In [320]:
from sklearn.svm import SVR
from sklearn.pipeline import Pipeline
from sklearn.model_selection import StratifiedShuffleSplit, GridSearchCV, RandomizedSearchCV
from sklearn.impute import SimpleImputer
from sklearn.preprocessing import OneHotEncoder, StandardScaler
from sklearn.compose import ColumnTransformer

from operator import itemgetter
import pandas as pd
import numpy as np
from scipy import stats
import scipy
import matplotlib.pyplot as plt

# Chapter 1 and 2 Exercises

## Chapter 1 

1. How would you define Machine Learning?   
The process of programming a computer to execute a process with an outcome where through data the computer learns and performs the process with the desired outcome in a more effective manner relative to some performance metric. 

2. Can you name four types of problems where it shines?   
Where is no closed form solution, adaptive programs rather than rule based, reactive programs that adjust for the environment, help gain insights into data for business decisions.

3. What is a labeled training set?    
A training set where the correct outcome is already specified.  

4. What are the two most common supervised tasks?   
Classification and Regression

5. Can you name four common unsupervised tasks?   
Clustering, anomaly detection, dimensionality reduction, association rule learning.

6. What type of Machine Learning algorithm would you use to allow a robot to walk in various unknown terrains?   
Reinforcement learning as the terrain may be of any kind and the robot will need to adapt.

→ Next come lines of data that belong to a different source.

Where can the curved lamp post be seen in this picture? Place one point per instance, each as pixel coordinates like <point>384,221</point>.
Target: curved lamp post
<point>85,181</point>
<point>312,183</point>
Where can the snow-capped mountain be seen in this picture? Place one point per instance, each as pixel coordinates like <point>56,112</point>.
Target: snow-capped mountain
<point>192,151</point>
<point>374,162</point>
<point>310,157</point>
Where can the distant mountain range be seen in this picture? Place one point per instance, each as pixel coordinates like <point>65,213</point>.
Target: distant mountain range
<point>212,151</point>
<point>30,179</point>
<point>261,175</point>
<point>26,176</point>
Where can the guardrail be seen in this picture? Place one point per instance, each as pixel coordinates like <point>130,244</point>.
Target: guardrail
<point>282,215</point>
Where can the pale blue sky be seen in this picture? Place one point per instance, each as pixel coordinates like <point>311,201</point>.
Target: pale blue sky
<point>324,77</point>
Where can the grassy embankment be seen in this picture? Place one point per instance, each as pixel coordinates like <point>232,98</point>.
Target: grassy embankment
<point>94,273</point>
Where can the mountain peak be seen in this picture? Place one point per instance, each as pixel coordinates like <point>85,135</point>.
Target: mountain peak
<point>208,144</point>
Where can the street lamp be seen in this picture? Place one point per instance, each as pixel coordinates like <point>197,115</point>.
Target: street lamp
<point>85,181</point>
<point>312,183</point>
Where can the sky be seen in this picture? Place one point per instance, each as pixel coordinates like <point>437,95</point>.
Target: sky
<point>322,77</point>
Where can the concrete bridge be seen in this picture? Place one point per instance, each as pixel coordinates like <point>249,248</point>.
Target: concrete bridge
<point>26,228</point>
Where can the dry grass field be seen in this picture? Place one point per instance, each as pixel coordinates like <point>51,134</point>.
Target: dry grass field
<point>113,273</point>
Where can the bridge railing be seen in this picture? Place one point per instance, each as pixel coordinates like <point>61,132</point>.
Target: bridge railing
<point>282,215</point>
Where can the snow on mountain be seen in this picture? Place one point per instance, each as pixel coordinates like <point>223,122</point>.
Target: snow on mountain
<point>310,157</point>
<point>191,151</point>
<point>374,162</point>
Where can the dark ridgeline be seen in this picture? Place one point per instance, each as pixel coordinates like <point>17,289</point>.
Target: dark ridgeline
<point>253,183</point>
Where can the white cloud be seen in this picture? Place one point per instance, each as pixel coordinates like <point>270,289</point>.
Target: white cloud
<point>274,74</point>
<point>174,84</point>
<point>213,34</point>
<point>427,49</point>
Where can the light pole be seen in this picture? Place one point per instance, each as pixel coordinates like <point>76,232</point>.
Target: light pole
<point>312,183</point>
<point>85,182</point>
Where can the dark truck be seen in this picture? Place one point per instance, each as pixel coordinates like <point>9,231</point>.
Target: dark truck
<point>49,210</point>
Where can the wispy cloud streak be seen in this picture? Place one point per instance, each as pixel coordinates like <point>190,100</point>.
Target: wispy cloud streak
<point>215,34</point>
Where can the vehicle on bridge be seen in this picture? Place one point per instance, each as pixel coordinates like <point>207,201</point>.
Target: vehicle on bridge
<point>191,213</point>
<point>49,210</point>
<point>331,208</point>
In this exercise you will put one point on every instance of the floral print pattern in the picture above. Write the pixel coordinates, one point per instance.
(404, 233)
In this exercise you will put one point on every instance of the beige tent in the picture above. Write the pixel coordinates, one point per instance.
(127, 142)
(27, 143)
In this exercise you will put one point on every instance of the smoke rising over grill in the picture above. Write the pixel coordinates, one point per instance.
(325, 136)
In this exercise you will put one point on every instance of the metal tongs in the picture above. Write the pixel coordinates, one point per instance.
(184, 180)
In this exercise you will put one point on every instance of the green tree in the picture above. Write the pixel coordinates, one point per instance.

7. What type of algorithm would you use to segment your customers into multiple groups?   
Clustering if one wants to only group customers or a classification algorithm the groups are known 

8. Would you frame the problem of spam detection as a supervised learning problem or an unsupervised learning problem?   
This would be a supervised learning problem.

9. What is an online learning system?   
A ml model that receives streaming data and learns from data incrementally and not in batch. Can change quickly to incoming data.

10. What is out-of-core learning?   
ML program that is online in order to train on data that cannot fit into memory

11. What type of learning algorithm relies on a similarity measure to make predictions?   
Instance based learning system contains the data known and then compares new instances to the known based upon a similarity metric to make predictions. Examples are k-nearest neighbor and decision trees.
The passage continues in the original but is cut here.